Acredita que a mudança passa por ter que haver “um exercício pessoal”, antes de qualquer outra coisa, para uma mudança de paradigma. Ainda assim, confessa-se preparada para os desafios que uma viagem tão imprevisível como esta lhe proporciona.
Apesar de ouvir desde sempre comentários como “Tu pintas? Mulher sabe pintar?”, Gildoca tenta sempre ver o copo meio cheio, procurando focar-se numa procura interior da sua própria arte e da sua representatividade.
Prova-nos assim, pelos seus temas e as suas obras, a profundidade do que procura fazer e atingir, dizendo-se curiosa por uma outra perspetiva do que é seu por parte do público. Acha interessante a “sensação de estarem abertos a uma viagem sobre os seus pensamentos”.
Entre os projetos que mais a identificam, confessa-nos que o projeto Xalabas reúne aquilo que melhor espelha a sua procura. O tema da Tabanca foi o que guiou Gildoca no projeto, em que nos diz ter procurado criar “um mural que a comunidade se sentisse totalmente conectada com ele”, visto que mais do que um género musical, é uma manifestação religiosa e cultural que precisava ser revisitada e lembrada.
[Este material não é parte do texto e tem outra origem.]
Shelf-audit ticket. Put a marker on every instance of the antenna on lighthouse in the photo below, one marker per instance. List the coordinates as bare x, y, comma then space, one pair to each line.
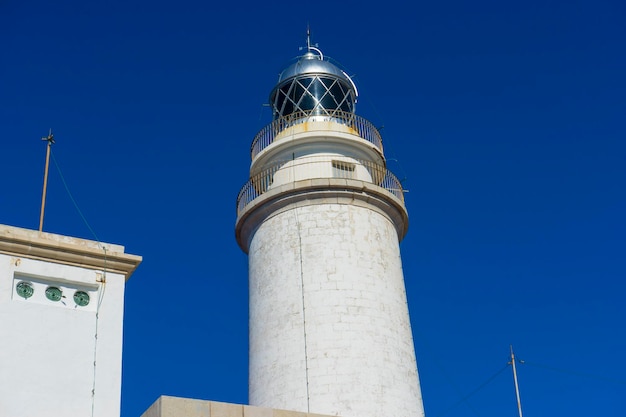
519, 401
50, 140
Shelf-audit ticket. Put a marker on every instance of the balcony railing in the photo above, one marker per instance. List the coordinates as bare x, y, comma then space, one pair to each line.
365, 129
285, 172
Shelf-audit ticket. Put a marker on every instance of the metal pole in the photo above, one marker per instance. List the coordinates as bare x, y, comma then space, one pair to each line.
50, 140
519, 401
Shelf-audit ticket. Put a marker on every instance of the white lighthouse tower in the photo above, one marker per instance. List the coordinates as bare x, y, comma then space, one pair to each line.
321, 219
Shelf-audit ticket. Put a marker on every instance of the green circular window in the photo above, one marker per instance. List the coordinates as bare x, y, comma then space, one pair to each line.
53, 294
25, 289
81, 298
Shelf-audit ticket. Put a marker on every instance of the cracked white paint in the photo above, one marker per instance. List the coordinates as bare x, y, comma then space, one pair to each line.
330, 275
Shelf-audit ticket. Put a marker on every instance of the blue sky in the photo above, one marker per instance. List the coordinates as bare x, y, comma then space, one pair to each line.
505, 120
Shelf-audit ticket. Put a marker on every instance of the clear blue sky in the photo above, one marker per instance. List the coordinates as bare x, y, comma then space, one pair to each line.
506, 120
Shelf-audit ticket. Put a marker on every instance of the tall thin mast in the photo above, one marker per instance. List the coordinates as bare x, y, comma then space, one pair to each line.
50, 140
519, 401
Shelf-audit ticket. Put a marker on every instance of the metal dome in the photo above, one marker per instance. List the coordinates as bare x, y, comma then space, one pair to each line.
313, 86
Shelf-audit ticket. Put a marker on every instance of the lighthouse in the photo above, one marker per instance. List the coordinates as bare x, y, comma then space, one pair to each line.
321, 219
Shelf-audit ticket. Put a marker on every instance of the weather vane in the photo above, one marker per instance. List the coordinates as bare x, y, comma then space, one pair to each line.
50, 140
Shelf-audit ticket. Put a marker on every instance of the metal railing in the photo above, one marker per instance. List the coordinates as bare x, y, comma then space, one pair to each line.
365, 129
283, 172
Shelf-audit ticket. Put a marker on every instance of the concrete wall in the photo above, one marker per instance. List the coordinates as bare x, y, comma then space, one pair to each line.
167, 406
329, 323
48, 348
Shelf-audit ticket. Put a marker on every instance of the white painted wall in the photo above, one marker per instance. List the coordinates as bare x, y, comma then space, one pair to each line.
47, 349
330, 276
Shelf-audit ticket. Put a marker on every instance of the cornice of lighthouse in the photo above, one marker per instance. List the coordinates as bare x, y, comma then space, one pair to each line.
315, 192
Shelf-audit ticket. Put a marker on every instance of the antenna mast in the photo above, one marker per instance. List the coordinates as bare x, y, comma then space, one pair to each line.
519, 401
50, 140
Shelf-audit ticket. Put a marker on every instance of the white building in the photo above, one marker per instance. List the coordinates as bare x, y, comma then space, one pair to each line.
61, 310
321, 219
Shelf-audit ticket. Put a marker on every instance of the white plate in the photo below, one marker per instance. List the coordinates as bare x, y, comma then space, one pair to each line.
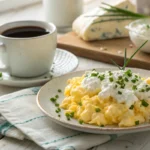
51, 89
64, 62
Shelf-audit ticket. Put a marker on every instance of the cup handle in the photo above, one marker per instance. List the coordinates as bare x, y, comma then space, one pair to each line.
3, 50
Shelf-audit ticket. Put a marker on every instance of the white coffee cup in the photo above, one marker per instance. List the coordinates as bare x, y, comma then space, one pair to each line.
28, 57
62, 12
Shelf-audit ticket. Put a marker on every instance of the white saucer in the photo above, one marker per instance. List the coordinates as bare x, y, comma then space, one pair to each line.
64, 62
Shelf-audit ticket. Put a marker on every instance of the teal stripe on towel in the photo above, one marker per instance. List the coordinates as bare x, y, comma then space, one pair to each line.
64, 138
24, 95
24, 122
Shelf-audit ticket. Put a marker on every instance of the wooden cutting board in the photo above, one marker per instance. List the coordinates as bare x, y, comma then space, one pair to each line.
104, 50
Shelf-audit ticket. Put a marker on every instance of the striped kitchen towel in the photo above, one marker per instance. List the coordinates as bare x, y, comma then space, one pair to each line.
23, 119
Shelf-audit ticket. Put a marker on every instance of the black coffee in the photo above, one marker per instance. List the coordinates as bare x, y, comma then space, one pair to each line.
25, 32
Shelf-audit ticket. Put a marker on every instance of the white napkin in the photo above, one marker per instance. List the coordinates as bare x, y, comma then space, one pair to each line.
23, 119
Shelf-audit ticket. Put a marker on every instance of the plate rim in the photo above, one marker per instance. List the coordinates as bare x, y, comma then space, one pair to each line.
103, 130
24, 82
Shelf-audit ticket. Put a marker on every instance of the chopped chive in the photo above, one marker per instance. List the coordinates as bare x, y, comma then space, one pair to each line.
116, 86
111, 79
57, 96
59, 90
133, 80
67, 116
134, 87
94, 74
126, 79
131, 107
128, 73
56, 111
141, 90
137, 122
72, 114
148, 26
53, 99
80, 103
57, 105
144, 103
97, 109
110, 73
120, 77
81, 121
119, 92
147, 89
122, 86
101, 77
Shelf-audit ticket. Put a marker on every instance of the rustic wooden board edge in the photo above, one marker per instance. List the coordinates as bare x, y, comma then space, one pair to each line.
105, 57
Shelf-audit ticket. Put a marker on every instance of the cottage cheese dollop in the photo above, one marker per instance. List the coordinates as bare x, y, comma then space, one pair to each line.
123, 86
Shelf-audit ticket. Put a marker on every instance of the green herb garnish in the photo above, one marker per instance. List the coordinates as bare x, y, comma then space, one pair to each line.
119, 92
134, 87
94, 74
72, 114
57, 105
97, 109
81, 121
53, 99
117, 14
131, 107
59, 90
126, 61
144, 103
101, 77
111, 79
56, 96
137, 122
80, 103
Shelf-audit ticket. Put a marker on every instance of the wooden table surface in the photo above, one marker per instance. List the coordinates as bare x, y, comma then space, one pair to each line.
138, 141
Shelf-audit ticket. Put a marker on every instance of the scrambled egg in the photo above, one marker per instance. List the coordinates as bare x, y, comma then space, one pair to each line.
89, 105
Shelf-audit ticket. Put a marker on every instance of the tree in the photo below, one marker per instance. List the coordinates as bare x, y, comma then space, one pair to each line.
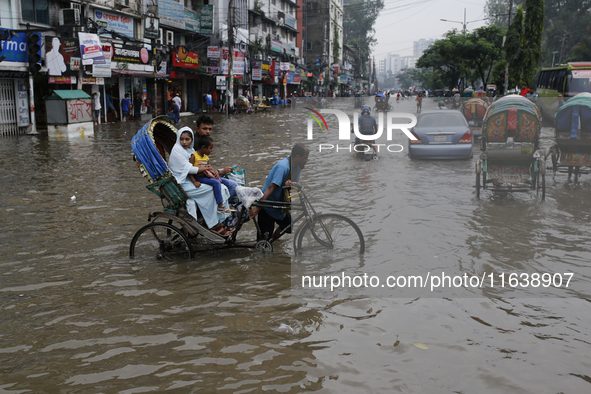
513, 48
532, 38
358, 30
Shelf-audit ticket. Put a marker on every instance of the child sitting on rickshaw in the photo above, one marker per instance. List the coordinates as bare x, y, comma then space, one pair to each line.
211, 177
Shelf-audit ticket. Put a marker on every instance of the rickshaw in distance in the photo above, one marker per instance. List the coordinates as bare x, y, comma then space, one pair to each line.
511, 160
571, 153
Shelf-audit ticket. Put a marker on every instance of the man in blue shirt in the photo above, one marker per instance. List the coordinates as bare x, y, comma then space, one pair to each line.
282, 174
125, 104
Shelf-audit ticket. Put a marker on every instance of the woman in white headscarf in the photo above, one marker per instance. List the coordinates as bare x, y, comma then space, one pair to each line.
202, 196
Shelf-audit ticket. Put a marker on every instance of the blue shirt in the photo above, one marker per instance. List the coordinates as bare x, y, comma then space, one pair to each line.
125, 103
279, 175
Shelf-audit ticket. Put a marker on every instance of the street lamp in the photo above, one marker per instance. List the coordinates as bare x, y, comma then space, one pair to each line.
464, 23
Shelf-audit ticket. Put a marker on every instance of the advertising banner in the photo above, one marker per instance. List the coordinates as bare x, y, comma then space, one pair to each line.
182, 57
213, 52
16, 49
225, 60
22, 101
214, 66
151, 27
131, 54
171, 13
257, 70
238, 65
62, 56
118, 23
90, 48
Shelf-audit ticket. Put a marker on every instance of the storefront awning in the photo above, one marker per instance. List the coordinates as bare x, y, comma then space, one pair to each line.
137, 73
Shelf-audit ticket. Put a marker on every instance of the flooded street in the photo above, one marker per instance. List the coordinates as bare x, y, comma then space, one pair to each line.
77, 315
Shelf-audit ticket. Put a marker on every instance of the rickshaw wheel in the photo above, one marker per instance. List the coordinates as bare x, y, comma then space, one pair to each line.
264, 246
161, 240
345, 235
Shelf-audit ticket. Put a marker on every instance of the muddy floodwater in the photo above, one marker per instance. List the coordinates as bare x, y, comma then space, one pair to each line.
78, 316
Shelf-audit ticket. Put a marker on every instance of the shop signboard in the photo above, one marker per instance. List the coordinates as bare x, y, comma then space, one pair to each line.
151, 27
116, 22
266, 71
224, 60
220, 82
22, 101
192, 21
104, 70
297, 77
90, 48
290, 21
15, 50
276, 45
131, 54
62, 57
206, 18
172, 13
182, 57
257, 68
238, 65
213, 52
60, 80
214, 66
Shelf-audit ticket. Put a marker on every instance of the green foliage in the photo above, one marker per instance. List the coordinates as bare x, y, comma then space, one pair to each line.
458, 56
358, 31
514, 54
532, 39
565, 27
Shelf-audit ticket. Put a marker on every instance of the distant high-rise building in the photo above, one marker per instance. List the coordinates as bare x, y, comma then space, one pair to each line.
420, 46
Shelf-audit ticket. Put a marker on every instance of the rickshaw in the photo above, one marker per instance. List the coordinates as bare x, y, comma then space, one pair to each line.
474, 111
510, 159
174, 234
572, 151
358, 100
381, 103
242, 106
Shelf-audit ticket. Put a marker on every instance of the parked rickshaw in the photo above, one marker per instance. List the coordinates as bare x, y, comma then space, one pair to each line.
510, 159
572, 151
173, 234
474, 111
382, 104
242, 106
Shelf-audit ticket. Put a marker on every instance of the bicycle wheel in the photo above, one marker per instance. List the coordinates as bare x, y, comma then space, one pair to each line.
330, 232
161, 241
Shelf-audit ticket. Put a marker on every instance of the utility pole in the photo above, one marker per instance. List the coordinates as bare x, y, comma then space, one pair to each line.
507, 65
230, 81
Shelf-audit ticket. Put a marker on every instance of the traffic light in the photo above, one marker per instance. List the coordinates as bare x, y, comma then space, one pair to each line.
34, 52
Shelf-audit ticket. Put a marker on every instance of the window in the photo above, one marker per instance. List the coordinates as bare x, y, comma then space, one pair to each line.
36, 11
304, 39
304, 15
559, 81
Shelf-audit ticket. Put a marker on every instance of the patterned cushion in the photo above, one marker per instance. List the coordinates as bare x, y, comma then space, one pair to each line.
496, 128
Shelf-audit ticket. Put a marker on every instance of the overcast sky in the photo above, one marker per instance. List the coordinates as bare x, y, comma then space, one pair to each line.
403, 21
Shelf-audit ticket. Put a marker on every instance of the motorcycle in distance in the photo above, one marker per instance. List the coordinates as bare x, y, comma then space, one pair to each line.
364, 149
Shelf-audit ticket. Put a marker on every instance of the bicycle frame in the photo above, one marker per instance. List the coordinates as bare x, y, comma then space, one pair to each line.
308, 213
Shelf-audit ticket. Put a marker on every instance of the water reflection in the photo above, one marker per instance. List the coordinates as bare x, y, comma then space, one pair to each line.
78, 315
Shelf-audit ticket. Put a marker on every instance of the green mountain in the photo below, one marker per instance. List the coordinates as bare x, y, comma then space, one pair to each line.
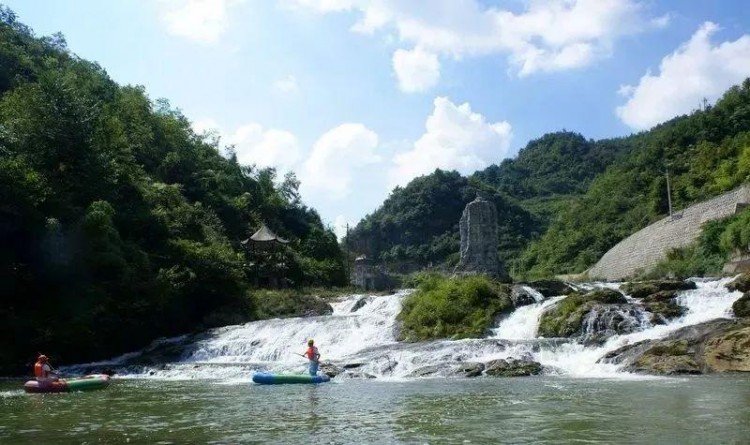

Repleta daquilo que é a essência de Cabo Verde, a cultura e a arte andam de mãos dadas na sua obra, enaltecendo as suas figuras e dando uma visão que diz ser essencialmente de inovação naquilo que cria.
No seu lado mais feminino, Gilda foi perentória em dizer-nos qual era a sua obra que melhor caracteriza a mulher cabo-verdiana nas suas forças, fragilidades, lutas e vitórias: A Mulher e a Lua.
A Mulher e a Lua foi uma obra desenvolvida em Maio de 2020 que representa uma mulher sentada, segurando a Lua na mão.
Uma obra que representa ao mesmo tempo a angústia e os medos da artista num período tão sensível como uma pandemia mundial, mas também “representa a fragilidade e o poder de todas nós, mulheres, ao nos conetarmos através da nossa espiritualidade e força interior”. A obra acaba por ser “uma mistura de energias e pensamentos que pode ter várias leituras e olhares”, fruto de uma reflexão pessoal, mas que tem em si a liberdade de uma interpretação individual.
E é sobre estas várias leituras e olhares que deixamos Gildoca, a artista mulher que nos confessou beber inspiração em figuras como Cesária Évora, Mayra Andrade, Simone Spencer e Lura, outras igualmente mulheres e talentosas. Todas, figuras de um Cabo Verde que se revisita e se enaltece. Figuras de um Cabo Verde feminino, que inspira outras mulheres e celebra o seu dia. Um Cabo Verde que faz parte de nós.